Naar aanleiding van de zogenoemde (sub)vragen die door de voorzieningenrechter te Amsterdam zijn gesteld, geeft de Hoge Raad in zijn arrest (r.o. 3.8 t/m 3.10) ook een aantal praktische richtlijnen.

 1)      Beslaglegging kan alleen plaatsvinden onder de in artikel 843a Rv gestelde voorwaarden en kan slechts betrekking hebben op ‘bescheiden’ in de zin van die bepaling (waaronder overigens mede digitale bestanden kunnen worden begrepen, met dien verstande dat de mogelijkheid bestaat dat daarvan onder toezicht van de deurwaarder ter plaatse kopieën van worden gemaakt, die dan in beslag worden genomen). Zij kan, indien noodzakelijk, tevens de voorwerpen betreffen waarin, of de gegevensdragers waarop, deze bescheiden zich bevinden.

2)      De artikelen 1019a leden 1 en 3, 1019b leden 3 en 4 en 1019c Rv zijn, voor zover nodig, overeenkomstig van toepassing. Zo kan het verlof zo nodig worden gegeven zonder dat de wederpartij wordt gehoord (artikel 1019b lid 3 Rv.) Het verlof wordt niet gegeven wanneer de bescherming van vertrouwelijkheid van bepaalde gegevens niet is gewaarborgd (artikel 1019b lid 4 Rv.).

3)      Het verlof om het bewijsbeslag te leggen geeft geen verdergaande aanspraken dan de bewaring van de in beslag genomen bescheiden. De beslaglegger heeft dus geen recht op afgifte, inzage of afschrift. De verzoeker ontleent aan het verlof ook niet het recht bij de beslaglegging aanwezig te zijn (artikel 702 lid 1 in verbinding met 443 lid 2 Rv.). Onder omstandigheden kunnen de bescheiden, ter plaatse gemaakte kopieën daaronder begrepen, ter gerechtelijke bewaring worden afgegeven, zulks met inachtneming van het bepaalde in artikel 709 Rv.

4)      In het verzoekschrift dient de verzoeker de in beslag te nemen bescheiden zo precies mogelijk te omschrijven. De beslaglegging mag derhalve niet ontaarden in een fishing expedition. In het verzoekschrift dient verder de rechtsbetrekking te worden gesteld met het oog waarop het verlof wordt gevraagd en de identiteit van de wederpartij of de derde onder wie het beslag moet worden gelegd. Verder dient de verzoeker zijn belang bij de beslaglegging voldoende aannemelijk te maken, alsmede de feiten en omstandigheden te stellen waaruit volgt dat de beslaglegging noodzakelijk is. Hiervoor is nodig dat gegronde vrees bestaat dat de betrokken bescheiden anders verloren gaan en dat de beoogde bewijsvoering niet op andere, voor de beslagene minder ingrijpende wijze kan plaatsvinden.

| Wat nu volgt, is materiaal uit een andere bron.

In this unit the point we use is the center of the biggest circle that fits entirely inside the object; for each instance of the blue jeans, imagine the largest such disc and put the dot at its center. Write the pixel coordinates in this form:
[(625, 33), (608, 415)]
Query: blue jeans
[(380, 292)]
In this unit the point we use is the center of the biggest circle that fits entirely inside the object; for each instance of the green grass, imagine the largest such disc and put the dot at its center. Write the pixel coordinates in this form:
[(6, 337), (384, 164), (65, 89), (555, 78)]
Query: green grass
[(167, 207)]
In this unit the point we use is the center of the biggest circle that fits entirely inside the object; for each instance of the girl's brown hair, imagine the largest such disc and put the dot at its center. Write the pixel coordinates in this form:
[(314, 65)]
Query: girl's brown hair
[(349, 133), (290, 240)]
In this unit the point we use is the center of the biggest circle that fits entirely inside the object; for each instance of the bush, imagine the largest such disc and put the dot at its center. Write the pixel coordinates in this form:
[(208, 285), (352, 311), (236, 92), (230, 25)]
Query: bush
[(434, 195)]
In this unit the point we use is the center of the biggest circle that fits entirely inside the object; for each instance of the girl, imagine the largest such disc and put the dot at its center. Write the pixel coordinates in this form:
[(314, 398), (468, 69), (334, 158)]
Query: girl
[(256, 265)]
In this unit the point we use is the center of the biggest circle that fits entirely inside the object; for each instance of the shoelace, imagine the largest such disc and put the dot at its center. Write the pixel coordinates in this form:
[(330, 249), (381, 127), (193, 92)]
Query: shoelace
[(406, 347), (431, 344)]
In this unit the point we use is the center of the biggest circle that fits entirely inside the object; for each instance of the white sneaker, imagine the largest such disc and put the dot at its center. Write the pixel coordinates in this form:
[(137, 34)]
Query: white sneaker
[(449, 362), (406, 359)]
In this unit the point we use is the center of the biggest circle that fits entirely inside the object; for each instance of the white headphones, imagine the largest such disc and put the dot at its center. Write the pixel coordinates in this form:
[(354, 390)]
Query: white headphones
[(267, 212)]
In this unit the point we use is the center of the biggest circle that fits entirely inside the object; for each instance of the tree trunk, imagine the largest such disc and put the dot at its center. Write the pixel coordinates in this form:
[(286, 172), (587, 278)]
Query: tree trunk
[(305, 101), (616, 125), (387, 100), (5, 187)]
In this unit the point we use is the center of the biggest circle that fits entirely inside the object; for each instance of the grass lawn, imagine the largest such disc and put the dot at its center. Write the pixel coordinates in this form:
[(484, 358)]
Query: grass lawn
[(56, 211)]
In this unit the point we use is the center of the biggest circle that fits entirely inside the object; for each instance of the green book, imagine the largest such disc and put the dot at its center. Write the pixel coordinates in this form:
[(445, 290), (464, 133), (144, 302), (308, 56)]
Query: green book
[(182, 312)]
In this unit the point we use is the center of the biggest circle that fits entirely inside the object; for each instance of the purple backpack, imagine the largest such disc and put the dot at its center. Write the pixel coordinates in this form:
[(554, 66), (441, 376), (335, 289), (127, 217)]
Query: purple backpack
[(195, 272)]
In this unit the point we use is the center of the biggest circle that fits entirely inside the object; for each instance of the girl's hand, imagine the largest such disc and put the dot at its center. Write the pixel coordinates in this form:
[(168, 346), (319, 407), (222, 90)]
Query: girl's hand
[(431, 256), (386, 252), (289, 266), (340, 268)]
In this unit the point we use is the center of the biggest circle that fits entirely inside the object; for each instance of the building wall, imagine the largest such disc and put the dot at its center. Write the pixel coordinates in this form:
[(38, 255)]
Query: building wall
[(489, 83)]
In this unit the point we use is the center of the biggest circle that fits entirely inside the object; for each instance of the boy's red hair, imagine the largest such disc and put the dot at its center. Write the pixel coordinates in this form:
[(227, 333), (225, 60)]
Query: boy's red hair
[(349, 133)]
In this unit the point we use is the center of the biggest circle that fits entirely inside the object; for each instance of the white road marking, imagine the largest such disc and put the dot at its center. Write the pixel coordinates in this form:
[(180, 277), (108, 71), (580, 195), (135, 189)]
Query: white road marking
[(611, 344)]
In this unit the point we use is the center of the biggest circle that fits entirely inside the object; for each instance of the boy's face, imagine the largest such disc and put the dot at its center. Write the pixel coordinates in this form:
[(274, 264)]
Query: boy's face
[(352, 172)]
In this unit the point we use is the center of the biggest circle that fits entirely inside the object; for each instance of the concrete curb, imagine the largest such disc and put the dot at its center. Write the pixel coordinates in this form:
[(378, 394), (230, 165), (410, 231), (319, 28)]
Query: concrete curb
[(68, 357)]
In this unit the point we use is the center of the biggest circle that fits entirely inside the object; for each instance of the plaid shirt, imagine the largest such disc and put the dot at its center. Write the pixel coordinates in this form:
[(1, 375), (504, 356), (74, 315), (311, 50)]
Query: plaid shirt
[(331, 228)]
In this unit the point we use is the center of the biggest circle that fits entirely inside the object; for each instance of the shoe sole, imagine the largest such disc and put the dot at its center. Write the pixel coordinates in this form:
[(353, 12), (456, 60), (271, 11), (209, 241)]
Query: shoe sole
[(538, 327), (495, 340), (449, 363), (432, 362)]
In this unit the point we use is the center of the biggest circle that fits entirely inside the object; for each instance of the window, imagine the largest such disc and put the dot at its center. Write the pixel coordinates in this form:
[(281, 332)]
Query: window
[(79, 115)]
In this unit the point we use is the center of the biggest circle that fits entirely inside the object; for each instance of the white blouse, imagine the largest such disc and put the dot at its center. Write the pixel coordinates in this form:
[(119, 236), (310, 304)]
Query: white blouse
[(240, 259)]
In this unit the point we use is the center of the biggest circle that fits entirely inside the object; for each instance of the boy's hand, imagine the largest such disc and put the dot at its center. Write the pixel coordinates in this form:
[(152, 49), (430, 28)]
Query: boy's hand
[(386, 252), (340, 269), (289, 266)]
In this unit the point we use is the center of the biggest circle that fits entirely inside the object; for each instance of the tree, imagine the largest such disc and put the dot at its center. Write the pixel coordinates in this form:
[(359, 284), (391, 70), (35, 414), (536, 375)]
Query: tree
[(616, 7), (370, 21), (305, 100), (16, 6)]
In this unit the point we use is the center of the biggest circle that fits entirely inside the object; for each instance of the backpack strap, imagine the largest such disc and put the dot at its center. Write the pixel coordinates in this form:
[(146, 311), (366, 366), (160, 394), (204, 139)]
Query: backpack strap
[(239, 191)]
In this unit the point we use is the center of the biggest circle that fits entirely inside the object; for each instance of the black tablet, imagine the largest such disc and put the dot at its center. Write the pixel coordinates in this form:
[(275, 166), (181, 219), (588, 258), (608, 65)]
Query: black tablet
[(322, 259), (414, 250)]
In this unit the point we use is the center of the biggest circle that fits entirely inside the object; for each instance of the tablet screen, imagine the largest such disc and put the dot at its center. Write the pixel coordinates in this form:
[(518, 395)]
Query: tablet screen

5)      Wanneer beslag in een woning gelegd dient te worden brengen de beginselen van proportionaliteit en subsidiariteit mee dat het privéleven en het familie- en gezinsleven van degene onder wie het beslag wordt gelegd, zoveel mogelijk worden gerespecteerd.

6)      De met de executie van het verlof belaste deurwaarder heeft ter inbeslagneming toegang tot elke plaats, voor zover dat redelijkerwijs voor de vervulling van zijn taak nodig is. Dit gebeurd dan wel met inachtneming van de artikelen 444-444b Rv, welke bepalingen overeenkomstig van toepassing zijn op conservatoir beslag (artikelen 712 en 734 Rv.) en ook op het bewijsbeslag.

Voor een uitgebreidere uiteenzetting van de richtlijnen voor de uitvoering van het bewijsbeslag wordt verwezen naar de rechtsoverwegingen 3.5 t/m 3.10.